Early on in the book Tresidder lists the four steps you need to take to determine your retirement number as follows:
- Figure out how much income you need in retirement based on your estimated spending.
- Subtract how much income you’ll get from pensions, Social Security, and other investments to determine your income shortfall.
- To cover that shortfall, figure how much you can safely withdraw from savings accounts without being at risk of outliving your money.
- This withdrawal rate and income requirement mathematically determines how much money you need to save to retire so you don’t run out of money before you run out of life.
This all seems very straight-forward until the author then lists seven questions which are impossible to answer (like “What year will both you and your spouse die?”) that he says have to be answered for the four steps above to work. The author then spends the next several chapters giving advice on how to account for these seemingly unanswerable questions.
My Take on the Four Steps
The above is not an impossible task by any means. It’s basically what I did in A Different Retirement Plan.
With that in mind, here are my thoughts on the steps above and how to get close to an accurate retirement number:
- I agree that you should start with your estimated spending. I would recommend putting together a specific budget rather than just taking a percentage (like 80%) of your current income or spending (which many “experts” advise). You have to know as close as possible to what you’ll spend so you will know your annual income requirements. Making a detailed budget is the best way to be as accurate as possible.
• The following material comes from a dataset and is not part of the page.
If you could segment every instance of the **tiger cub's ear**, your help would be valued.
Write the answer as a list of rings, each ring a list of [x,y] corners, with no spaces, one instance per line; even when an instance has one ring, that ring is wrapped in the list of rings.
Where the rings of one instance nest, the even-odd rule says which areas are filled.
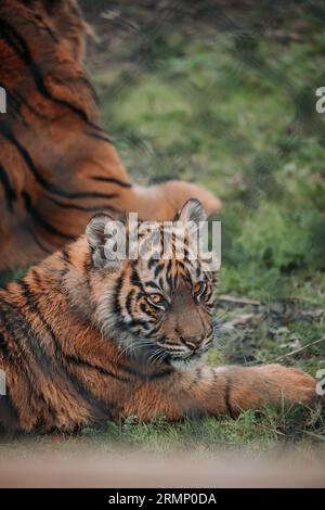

- From the spending number, subtract your various sources of income. If you retire early, there will be no pension, IRA/401k, or Social Security income — you’ll just have to make it on the ability of your investments to generate income. For me, those are rental real estate and P2P lending.
- Unless your investments generate a boatload of income, you’ll likely have a shortfall. You’ll need to cover your shortfall from new sources of income (like a part-time job) or from withdrawals from your savings. Hopefully you either have a very large amount of savings or very small amount of shortfall (or both).
- Divide the amount of your savings by the annual shortfall and you’ll get the number of years your savings will last until it is depleted (or at least a close estimate of it — your savings can grow before you spend it all so it will likely last a bit longer than this).
- If you have an especially high number (mine was 180 years or so last time I ran it), you can feel free to retire safely. You have more than enough margin for error, inflation, large mishaps, and other dangers that might derail your plans.
- If you have an especially low number (like 10 when you are 50 years old), then unless you’re planning on dying before you get to 60, you don’t have enough.
- There is a middle-of-the road number that isn’t enough in and of itself, but allows you to safely reach Social Security, pensions, 401ks/IRAs, etc. which then get you over the hump. For example, if you are 50 and have 20 years of funds to cover retirement expenses, but you then have $500,000 available at 59 1/2 from an IRA and Social Security at age 67, then you’ll likely be able to make it (you should run the numbers to be sure).
This seems like an easy way to get a solid retirement number with a fair bit of accuracy.
Anyone think I missed anything or have any comments to make this analysis better?